His torso is blocked by the car door, she can’t hit him there, but —

She snaps the gun upwards, as much as she can, her hand shaking like a leaf, and fires.

The bullet goes through his thigh, and it’s too loud, so loud Katya shuts her eyes and tries to recoil away. There’s a split second, a split second where all she sees is blood and his eyes open wide in surprise, before he sags against the car.

She tries, she tries hard, to yank up the gun, to get him elsewhere, to shoot it again, but her arm doesn’t cooperate.

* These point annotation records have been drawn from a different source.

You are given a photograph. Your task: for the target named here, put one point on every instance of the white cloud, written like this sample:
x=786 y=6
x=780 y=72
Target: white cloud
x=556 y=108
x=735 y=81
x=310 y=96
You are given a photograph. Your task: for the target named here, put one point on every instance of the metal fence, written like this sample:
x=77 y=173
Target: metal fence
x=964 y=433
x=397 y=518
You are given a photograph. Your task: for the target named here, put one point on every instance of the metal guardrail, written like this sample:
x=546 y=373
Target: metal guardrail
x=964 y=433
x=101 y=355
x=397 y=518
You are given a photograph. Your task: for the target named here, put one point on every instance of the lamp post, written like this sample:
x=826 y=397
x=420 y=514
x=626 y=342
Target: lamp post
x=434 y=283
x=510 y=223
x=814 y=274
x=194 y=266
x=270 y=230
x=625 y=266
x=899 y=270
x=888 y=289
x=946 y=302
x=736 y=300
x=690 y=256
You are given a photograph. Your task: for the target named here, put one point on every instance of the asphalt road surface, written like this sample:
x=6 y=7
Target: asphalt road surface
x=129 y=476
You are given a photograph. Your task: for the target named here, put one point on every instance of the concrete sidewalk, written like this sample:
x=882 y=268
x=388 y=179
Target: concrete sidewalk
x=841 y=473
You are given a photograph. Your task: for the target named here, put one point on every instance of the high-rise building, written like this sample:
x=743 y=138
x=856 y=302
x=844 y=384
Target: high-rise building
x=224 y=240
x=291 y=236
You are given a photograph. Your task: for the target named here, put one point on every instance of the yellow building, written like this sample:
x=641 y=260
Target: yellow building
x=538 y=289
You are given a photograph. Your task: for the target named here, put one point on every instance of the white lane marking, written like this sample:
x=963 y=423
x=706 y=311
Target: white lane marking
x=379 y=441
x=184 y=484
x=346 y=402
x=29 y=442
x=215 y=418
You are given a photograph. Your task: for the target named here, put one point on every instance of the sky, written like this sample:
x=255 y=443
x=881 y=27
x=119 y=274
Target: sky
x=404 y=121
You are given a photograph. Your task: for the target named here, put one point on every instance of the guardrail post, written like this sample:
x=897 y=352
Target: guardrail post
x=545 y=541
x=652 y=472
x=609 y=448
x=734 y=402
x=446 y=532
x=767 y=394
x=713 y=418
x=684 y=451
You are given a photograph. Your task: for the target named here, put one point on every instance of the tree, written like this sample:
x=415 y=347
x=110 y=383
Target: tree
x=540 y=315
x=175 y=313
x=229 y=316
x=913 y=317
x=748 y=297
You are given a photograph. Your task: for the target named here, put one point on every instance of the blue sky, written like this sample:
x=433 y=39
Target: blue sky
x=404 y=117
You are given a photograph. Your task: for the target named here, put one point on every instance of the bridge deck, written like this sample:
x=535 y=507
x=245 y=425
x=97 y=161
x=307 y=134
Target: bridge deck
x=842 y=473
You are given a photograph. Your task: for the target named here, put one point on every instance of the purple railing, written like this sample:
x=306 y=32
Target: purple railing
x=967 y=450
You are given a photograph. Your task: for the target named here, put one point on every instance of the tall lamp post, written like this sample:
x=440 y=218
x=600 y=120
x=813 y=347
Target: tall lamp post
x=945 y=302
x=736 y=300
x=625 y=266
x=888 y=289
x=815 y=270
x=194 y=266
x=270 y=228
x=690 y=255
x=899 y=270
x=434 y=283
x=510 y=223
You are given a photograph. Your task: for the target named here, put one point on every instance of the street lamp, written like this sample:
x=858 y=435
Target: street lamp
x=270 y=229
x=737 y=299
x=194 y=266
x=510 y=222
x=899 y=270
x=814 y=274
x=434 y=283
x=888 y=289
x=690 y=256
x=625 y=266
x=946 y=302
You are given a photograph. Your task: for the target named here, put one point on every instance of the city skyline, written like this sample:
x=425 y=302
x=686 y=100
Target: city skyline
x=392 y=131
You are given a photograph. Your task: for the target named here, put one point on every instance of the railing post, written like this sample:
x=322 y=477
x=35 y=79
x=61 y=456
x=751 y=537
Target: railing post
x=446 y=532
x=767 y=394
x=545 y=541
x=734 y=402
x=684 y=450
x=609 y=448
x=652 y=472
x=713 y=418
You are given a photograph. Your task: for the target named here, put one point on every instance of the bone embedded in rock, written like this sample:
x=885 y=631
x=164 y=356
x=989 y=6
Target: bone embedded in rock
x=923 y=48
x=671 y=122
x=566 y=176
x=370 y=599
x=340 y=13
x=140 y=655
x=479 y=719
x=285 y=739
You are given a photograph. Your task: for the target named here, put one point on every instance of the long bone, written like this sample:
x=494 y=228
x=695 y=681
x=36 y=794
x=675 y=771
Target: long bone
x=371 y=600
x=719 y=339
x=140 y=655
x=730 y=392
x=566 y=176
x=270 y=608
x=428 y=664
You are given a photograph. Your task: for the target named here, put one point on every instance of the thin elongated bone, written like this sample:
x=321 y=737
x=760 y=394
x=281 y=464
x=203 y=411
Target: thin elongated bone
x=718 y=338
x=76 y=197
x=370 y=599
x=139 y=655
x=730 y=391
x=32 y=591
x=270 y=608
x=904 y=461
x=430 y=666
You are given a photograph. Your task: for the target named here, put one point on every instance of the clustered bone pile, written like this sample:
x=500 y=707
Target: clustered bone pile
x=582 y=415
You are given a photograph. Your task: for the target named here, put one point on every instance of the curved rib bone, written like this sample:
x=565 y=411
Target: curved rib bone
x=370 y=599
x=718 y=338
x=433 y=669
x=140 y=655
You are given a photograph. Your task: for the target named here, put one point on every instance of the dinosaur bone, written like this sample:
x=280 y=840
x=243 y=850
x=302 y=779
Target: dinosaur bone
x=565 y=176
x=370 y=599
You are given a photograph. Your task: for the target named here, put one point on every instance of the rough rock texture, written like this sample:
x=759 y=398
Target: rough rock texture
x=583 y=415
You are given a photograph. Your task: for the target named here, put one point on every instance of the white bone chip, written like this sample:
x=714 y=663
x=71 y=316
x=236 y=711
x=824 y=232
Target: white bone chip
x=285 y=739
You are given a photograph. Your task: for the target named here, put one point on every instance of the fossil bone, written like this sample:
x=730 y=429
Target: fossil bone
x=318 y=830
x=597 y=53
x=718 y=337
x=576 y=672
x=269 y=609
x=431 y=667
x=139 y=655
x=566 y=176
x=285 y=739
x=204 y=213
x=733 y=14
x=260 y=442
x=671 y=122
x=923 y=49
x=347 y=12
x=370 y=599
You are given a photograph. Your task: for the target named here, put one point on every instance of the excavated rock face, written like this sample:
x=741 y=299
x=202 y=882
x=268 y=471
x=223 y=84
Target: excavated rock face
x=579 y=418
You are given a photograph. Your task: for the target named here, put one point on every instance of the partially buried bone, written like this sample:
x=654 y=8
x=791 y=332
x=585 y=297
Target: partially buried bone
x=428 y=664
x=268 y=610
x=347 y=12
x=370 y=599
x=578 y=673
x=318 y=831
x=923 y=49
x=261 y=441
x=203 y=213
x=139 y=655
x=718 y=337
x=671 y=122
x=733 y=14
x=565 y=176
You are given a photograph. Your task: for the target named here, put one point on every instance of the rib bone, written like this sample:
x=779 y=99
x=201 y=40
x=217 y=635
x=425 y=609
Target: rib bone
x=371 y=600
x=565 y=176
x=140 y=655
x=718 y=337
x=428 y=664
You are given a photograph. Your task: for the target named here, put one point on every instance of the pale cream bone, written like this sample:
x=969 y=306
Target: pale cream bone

Feketer gets shouldered off to the side, people yelling, and someone else, their appearance blurring, reaches and plucks the gun from her hand, shutting her into the car.

The car moves, she can barely move her neck, and her forehead smears blood along the window. Feketer’s on the ground, someone applying first aid to the bloody hole in his leg.

She blinks and they’re out of sight, the truck, the extra cars, everything, just trees whipping by.

She tries to pull herself up, tries to get to sitting position, see who’s in the car in front of her, but she can’t, her head clunking back against the window with a thud, jarring her teeth.